Place is key to Peace
15 May 2009
CABE commissioner Liz Peace, the chief executive of the British Property Federation, says the major lesson from CABE’s first decade is that creating great buildings is not enough in itself – we must create great places.
No developer wants to produce a badly designed building, says Liz Peace, even though that is exactly what they sometimes do.
‘Anyone who’s a responsible investor in property takes a close interest in design because they can see that design adds value,’ she says. ‘Everybody would like what they build to be well regarded because that makes it more valuable.’
As chief executive of the British Property Federation, which represents the companies behind most of the landmark developments completed over the last decade, Peace is in a good position to know why we do still get bad design.
She puts it down to ‘cock-up rather than conspiracy’, and clients failing to keep very closely involved with their architects and urban designers. ‘An architect may produce a fantastic design but it may be unbuildable or it may not fit well with the purpose of the building or the environment around it.

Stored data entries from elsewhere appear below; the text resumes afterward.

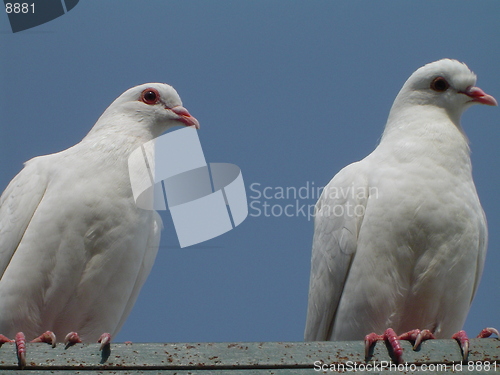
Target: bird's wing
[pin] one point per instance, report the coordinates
(147, 263)
(339, 213)
(18, 203)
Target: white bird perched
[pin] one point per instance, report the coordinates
(74, 248)
(400, 237)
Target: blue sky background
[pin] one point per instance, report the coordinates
(290, 92)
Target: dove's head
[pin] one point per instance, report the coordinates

Just hiring a brilliant architect doesn’t guarantee you the best solution for an area.’
The key lesson Liz draws out is that development is about creating great places – not just great buildings. ‘I believe very strongly that a building is made by its location and its surroundings. You cannot look at buildings in isolation. You should be looking at the broader urban design experience – particularly how buildings interact with the open space, the roads, the pavements and the other structures around them.’

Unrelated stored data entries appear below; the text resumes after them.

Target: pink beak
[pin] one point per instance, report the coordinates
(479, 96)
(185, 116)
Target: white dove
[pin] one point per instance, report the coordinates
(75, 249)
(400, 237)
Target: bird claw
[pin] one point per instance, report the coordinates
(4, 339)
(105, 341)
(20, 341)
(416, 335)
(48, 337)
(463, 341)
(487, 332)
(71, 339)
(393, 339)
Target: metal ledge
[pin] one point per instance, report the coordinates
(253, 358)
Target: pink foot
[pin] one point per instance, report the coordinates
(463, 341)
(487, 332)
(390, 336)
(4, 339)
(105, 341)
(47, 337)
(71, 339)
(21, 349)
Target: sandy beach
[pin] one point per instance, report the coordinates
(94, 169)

The message about creating great places has just been re-iterated in the government’s important new strategy for improving the quality of places, World-class places. It sets out the practical steps needed to create more prosperous, attractive, distinctive, inclusive and sustainable places. (The strategy’s launch in May 2009 was celebrated by Ian McMillan in his poem ‘Welcome to a world-class place’)
‘Take Victoria Street in London,’ Peace says. ‘It is vastly improved outside Cardinal Place because Land Securities built it further back from the road in order to create wider pavements where people can walk in a more leisured fashion without being jostled.’

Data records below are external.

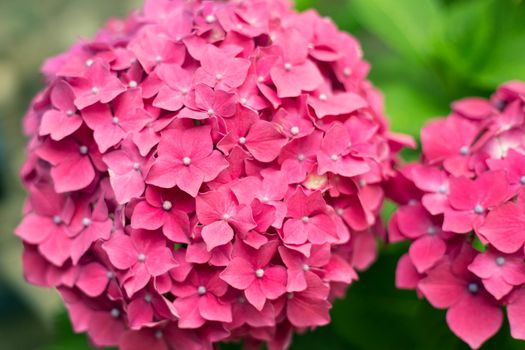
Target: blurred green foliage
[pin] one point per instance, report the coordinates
(424, 55)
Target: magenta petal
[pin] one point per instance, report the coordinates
(294, 232)
(216, 234)
(212, 309)
(93, 279)
(474, 320)
(504, 227)
(73, 175)
(143, 339)
(273, 283)
(516, 315)
(407, 276)
(239, 273)
(59, 125)
(140, 313)
(189, 312)
(147, 217)
(264, 141)
(120, 251)
(35, 229)
(255, 296)
(426, 251)
(441, 287)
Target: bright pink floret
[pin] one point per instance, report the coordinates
(463, 209)
(207, 171)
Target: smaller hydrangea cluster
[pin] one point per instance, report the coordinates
(205, 171)
(464, 213)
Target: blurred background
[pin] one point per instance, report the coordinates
(424, 54)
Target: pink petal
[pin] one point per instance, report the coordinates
(338, 104)
(93, 279)
(147, 217)
(213, 309)
(426, 251)
(73, 175)
(516, 315)
(216, 234)
(474, 320)
(140, 313)
(264, 141)
(239, 274)
(441, 287)
(120, 251)
(503, 227)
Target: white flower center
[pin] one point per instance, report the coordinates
(210, 19)
(478, 209)
(115, 313)
(86, 222)
(57, 220)
(167, 205)
(473, 288)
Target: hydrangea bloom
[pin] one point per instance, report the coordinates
(205, 171)
(463, 209)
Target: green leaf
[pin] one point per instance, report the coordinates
(409, 107)
(407, 26)
(466, 36)
(507, 62)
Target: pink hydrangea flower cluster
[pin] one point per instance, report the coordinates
(205, 171)
(464, 213)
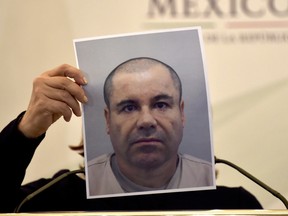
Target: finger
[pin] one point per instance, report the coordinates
(64, 84)
(58, 109)
(64, 96)
(66, 70)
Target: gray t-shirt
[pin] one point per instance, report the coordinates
(104, 176)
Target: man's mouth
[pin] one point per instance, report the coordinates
(147, 141)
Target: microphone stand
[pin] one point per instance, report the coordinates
(255, 180)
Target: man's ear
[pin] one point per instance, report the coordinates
(182, 112)
(107, 118)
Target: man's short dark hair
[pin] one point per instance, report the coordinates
(133, 65)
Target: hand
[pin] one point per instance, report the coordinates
(53, 95)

Peace says that successful buildings must be both functional and sustainable. She praises Calthorpe Estates’ 19 George Road development in Birmingham, one of the first schemes in the city to achieve a BREEAM excellent rating. ‘It is very functional, it isn’t wildly fancy architecture but it is a comfortable building to be in. There’s not much point having a building that appears fantastic if it doesn’t meet its primary purpose – what does it feel like to work in? Does it make you feel happy?’
By contrast, she believes, one of the most iconic London buildings of the last decade was not designed with users at front of mind. ‘I love the appearance of the Gherkin - I think it’s stunning from an external architecture perspective,’ she says. ‘But people who understand office buildings will tell you it is not a very practical building. The office space is the wrong shape and layout, the reception area is a bit constrained, it’s not terribly obvious where the entrance is, and you invariably end up walking 3600 to find it. I think that’s a classic case of where people looked at the architectural trophy and didn’t think about how it was going to be used, how people were going to approach it and how it related to the streetscape outside.’
Thinking about the developments she loves, like Spinningfields in Manchester, Brindleyplace in Birmingham and Broadgate and Canary Wharf in London, Liz believes they have one thing in common. ‘They’ve been promoted by organisations that cared deeply about creating an environment. If you look at Spinningfields or Brindleyplace there aren’t - with one possible exception - any particularly architecturally significant buildings that stand out. It wasn’t about incredible iconic shapes; it was about creating an interesting and pleasant place to be in.’
Achieving that kind of result means developers need to work very closely with their architects and urban designers. ‘Being a client is a very big responsibility. Unless you’re there every inch of the way and make it a real integrated project and a partnership, then you get the mess you deserve in the end.’
Regardless of the quality of the design, though, few developments make financial sense at the moment. ‘The stream of big schemes that we’ve come to expect has effectively dried up. All the big companies have got lots of interesting stuff in the pipeline but it is sitting in there until we’re out of this recession. So places like Bradford now have an extremely large hole in the middle, and it’s going to stay like that for a long time’
In the meantime, public building projects should be viewed as opportunities. ‘It is more important than ever that projects which are part of major initiatives like Building Schools for the Future are designed with broader economic and community benefits in mind.’
Liz Peace is a CABE commissioner and the chief executive of the British Property Federation.